Pictures taken in the early years of the house show that these subdivisions did not exist in the original design. It can be affirmed that this is the result of the daily questioning of the experience of living in this space. Despite the multiple scales and uses, the unity of the room is preserved and further underscored by an outflow of the perspective of the beams covering it, as well as by the bookcase built on one of its sides, supporting all the spaces in the room.

The hundreds of books in this library, as Alfonso Alfaro has written, “are the traces of an itinerary that have the value of an exceptional testimony: a series of paper personalities, intimate presences, maybe the most immediate ones for this solitary of incandescent affections… the printed characters could have been a vehicle for introspection and a mute dialogue, but their corporeity was not reduced to an instrumental function. Books were not transparent witnesses, they were objects, textured and limited matter, luminous realities as nuances of human skin”.

A library work area, fitted in the space between the two white, medium-height planes, contains a thick wood table, which forms a single piece with the bookcase in the corner.

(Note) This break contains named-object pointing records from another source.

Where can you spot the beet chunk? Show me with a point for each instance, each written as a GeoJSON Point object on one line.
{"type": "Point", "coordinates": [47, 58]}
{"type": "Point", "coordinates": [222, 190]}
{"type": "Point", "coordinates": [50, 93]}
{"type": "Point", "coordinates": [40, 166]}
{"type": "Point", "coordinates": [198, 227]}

This recess made out of low walls reappears as a tangent in a sequence that begins to be outlined, now as a spiral, and discovers head-on the famous wood cantilevered staircase. A softly unfolding abstract plane contrasts with the stone solidity of the staircase in the hall.

A minimal synthesis is proposed here — in one single plastic gesture, a staircase emerges from the same material of the door to which it leads. The view rises here and is lost, hidden in the mezzanine, where the rhythm of the beams submerges.

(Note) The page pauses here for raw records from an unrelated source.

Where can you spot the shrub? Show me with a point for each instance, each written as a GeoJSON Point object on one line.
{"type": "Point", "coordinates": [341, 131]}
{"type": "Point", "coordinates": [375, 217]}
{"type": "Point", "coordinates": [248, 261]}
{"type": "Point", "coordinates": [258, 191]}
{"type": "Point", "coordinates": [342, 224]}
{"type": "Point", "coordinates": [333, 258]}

Protected by a second screen and sharing the room’s space with the staircase, the armchair corner appears in the company of a large table at the foot of the high window that faces the street. Lacking any pretension, this comfortable, sober furniture of the same austere style is also found in the private rooms.

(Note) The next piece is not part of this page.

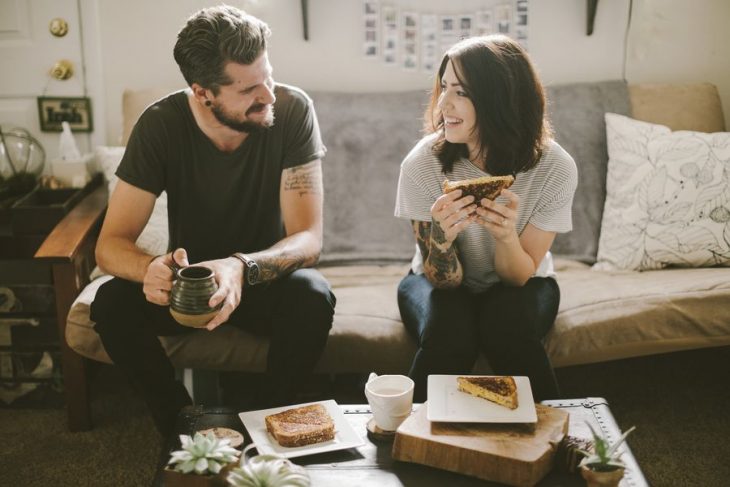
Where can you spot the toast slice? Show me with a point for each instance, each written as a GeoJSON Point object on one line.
{"type": "Point", "coordinates": [301, 426]}
{"type": "Point", "coordinates": [485, 187]}
{"type": "Point", "coordinates": [499, 389]}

Once again, the two planes appear in a white tonal sequence, transformed by the profound penumbra of the room. They pick up the perspective of the whole room and head towards the recovered memory of the garden at the other extreme. The garden is now seen not through one, but through multiple archways created with the use of the structural elements of the room.

Opposite to this sequence, which frames the opening leading to the garden, a reticular opaque window receives only filtered light from the street, as well as some shadows from the trees on the sidewalk. The intention to project the volume of the window towards the street is clear. It can be seen as a compositional resource on the façade designed to create an appearance of greater thickness on the wall in order to harmonize with the monumentality of the room’s space while, at the same time, building a light box that controls its intensity before it floods the space.

The window, therefore, excludes the sight and noise of the street and definitively draws out the protagonist presence within the house: the weight and the intensity of silence, which does not only exist as a mere absence.